That’s not The Lark’s goal. Instead, the owners looked around at the community and saw the best advantages of the space they had.
They decided to forego a restaurant, acknowledging that there are plenty of restaurants and bars within walking distance of the hotel.
“You can try and compete with those or you can be a part of them,” he said. “It would be very difficult to compete, at least within our community.”
And because of the square footage of the property, the owners also recognized there wasn’t space for a restaurant.
“It’s doable; you don’t need a restaurant to make profits,” he said.

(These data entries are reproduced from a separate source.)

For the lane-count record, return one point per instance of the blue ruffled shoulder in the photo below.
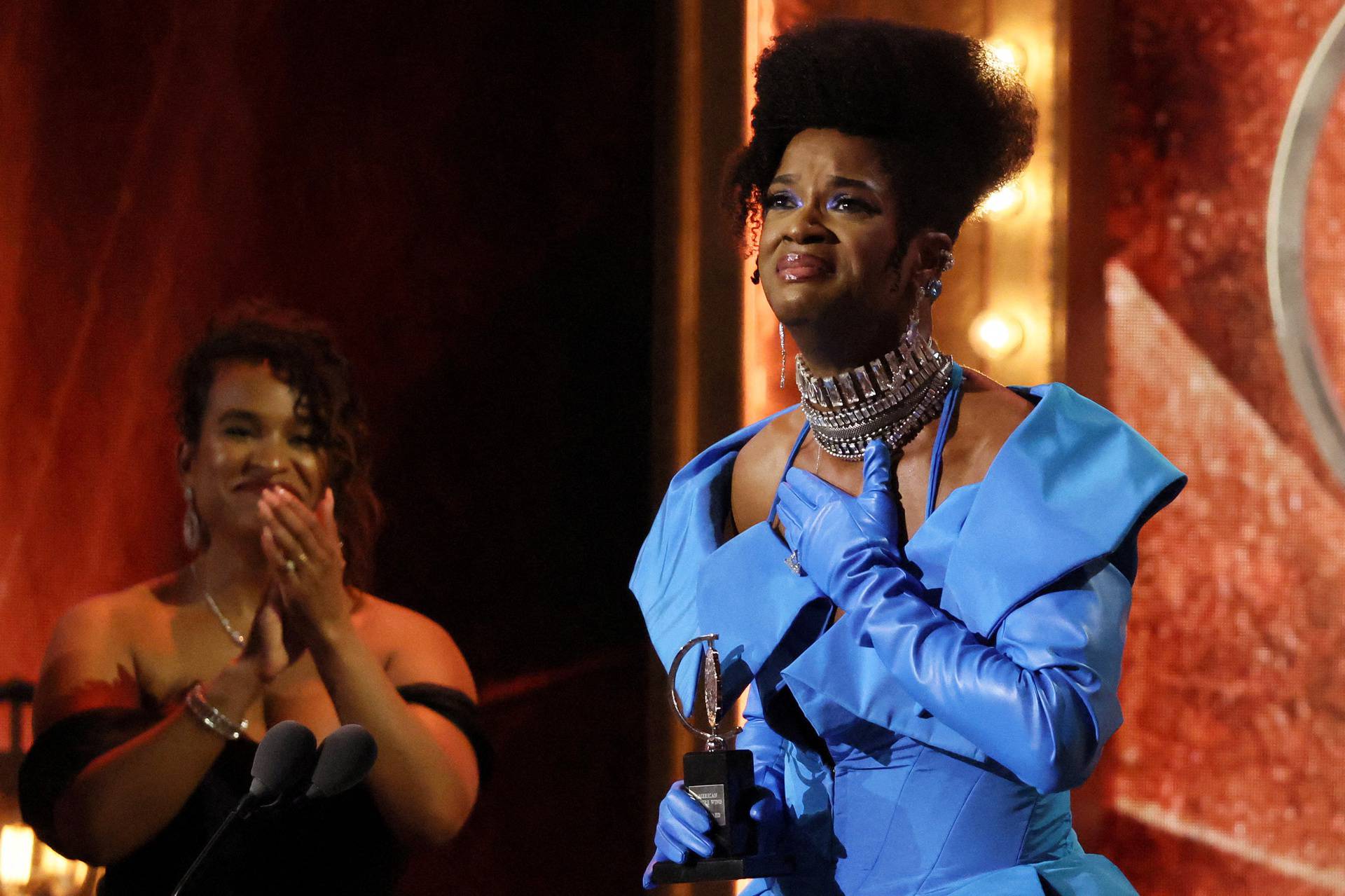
(1071, 486)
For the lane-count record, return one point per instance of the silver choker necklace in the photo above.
(891, 399)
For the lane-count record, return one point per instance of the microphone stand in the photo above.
(245, 804)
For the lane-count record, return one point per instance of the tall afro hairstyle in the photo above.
(951, 123)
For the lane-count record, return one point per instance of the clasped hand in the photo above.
(303, 548)
(840, 539)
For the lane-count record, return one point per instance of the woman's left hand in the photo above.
(837, 539)
(305, 556)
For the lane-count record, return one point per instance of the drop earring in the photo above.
(934, 288)
(190, 521)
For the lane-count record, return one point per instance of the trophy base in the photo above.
(740, 868)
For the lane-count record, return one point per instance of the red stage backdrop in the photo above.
(1229, 761)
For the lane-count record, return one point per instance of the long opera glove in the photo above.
(1040, 700)
(684, 825)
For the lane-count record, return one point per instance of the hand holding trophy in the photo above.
(722, 782)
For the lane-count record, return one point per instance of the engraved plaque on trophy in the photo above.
(722, 780)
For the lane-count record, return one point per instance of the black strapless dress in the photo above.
(331, 846)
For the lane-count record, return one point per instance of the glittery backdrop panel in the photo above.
(1203, 90)
(1235, 678)
(1324, 248)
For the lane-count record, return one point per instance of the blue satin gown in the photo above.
(903, 770)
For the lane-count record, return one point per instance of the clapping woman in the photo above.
(151, 700)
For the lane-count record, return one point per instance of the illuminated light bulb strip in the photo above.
(17, 845)
(997, 336)
(1004, 202)
(1007, 57)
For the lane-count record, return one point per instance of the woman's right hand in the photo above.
(684, 829)
(267, 649)
(685, 825)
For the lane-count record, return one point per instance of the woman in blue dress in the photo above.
(925, 574)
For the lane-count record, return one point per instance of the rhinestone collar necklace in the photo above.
(891, 399)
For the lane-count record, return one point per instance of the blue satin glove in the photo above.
(1042, 700)
(684, 824)
(841, 540)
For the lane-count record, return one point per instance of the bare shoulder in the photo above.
(416, 649)
(988, 416)
(759, 466)
(89, 661)
(108, 622)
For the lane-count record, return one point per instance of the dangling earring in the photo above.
(911, 338)
(191, 523)
(934, 288)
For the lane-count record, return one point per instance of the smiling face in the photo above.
(251, 438)
(829, 233)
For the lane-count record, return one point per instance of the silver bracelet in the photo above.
(212, 717)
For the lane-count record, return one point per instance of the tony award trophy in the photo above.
(722, 780)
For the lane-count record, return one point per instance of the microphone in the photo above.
(343, 760)
(283, 757)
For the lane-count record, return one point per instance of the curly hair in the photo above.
(303, 354)
(951, 124)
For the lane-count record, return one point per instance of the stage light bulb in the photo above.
(1004, 202)
(17, 843)
(995, 336)
(1007, 57)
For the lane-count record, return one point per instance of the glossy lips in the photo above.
(796, 267)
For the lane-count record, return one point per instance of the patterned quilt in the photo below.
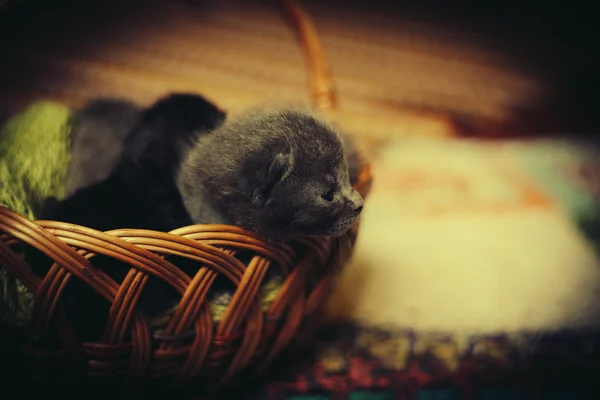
(503, 240)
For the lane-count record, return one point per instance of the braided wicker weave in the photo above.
(192, 346)
(246, 334)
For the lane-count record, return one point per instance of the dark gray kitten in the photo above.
(279, 173)
(98, 134)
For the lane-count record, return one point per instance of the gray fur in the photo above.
(279, 173)
(98, 133)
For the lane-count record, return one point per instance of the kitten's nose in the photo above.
(356, 202)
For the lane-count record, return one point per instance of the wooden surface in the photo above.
(394, 76)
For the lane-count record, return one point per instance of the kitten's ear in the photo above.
(278, 169)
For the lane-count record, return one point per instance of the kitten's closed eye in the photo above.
(328, 196)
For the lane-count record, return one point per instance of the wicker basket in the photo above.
(246, 335)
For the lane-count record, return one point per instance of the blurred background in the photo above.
(471, 253)
(479, 68)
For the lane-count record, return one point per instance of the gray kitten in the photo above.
(279, 173)
(98, 133)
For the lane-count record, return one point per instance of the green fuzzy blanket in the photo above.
(34, 157)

Since the downtown also has spas, gyms and other facilities, those amenities weren’t needed in the hotel either, Comiso said. Instead, The Lark has a partnership with a nearby gym they send their guests to with passes, he said, as well as an outdoor sports shop next door where guests receive a discount on equipment rentals.
Staff city guides
To help educate and encourage guests to take full advantage of the city and its surroundings, The Lark has guides on staff—who are also locals—to give advice on things like where to hike and dine—pointing each guest in the right direction for the experience they’re looking for, Comiso said.
And to gain a personal relationship with guests, it’s not about just handing them brochures, he said. It means welcoming the guests over to a part of the lobby to sit down and answer questions.
One special area of the lobby The Lark staff uses is the Map Room, which features a glass-top table to slide all kinds of maps underneath.
“We’re utilizing that table as a platform to be able to walk up and spend a little time with our guests in a comfortable setup,” he said.
But the encouragement to explore doesn’t just end with the guides—the art on the guestroom walls are infographics showing things like a local ski area’s average snowfall or Montana’s wildlife.
The graphics are also for the guests “to leave with something, some sort of acknowledgment of the area they visited or a place they want to come back and visit again in the future,” he said.
The Lark’s strategy is working, Cosimo said, and the owners have expansion plans in the works. Next year the property’s new-construction addition is expected to open, adding 29 additional guestrooms and retail space on the ground floor.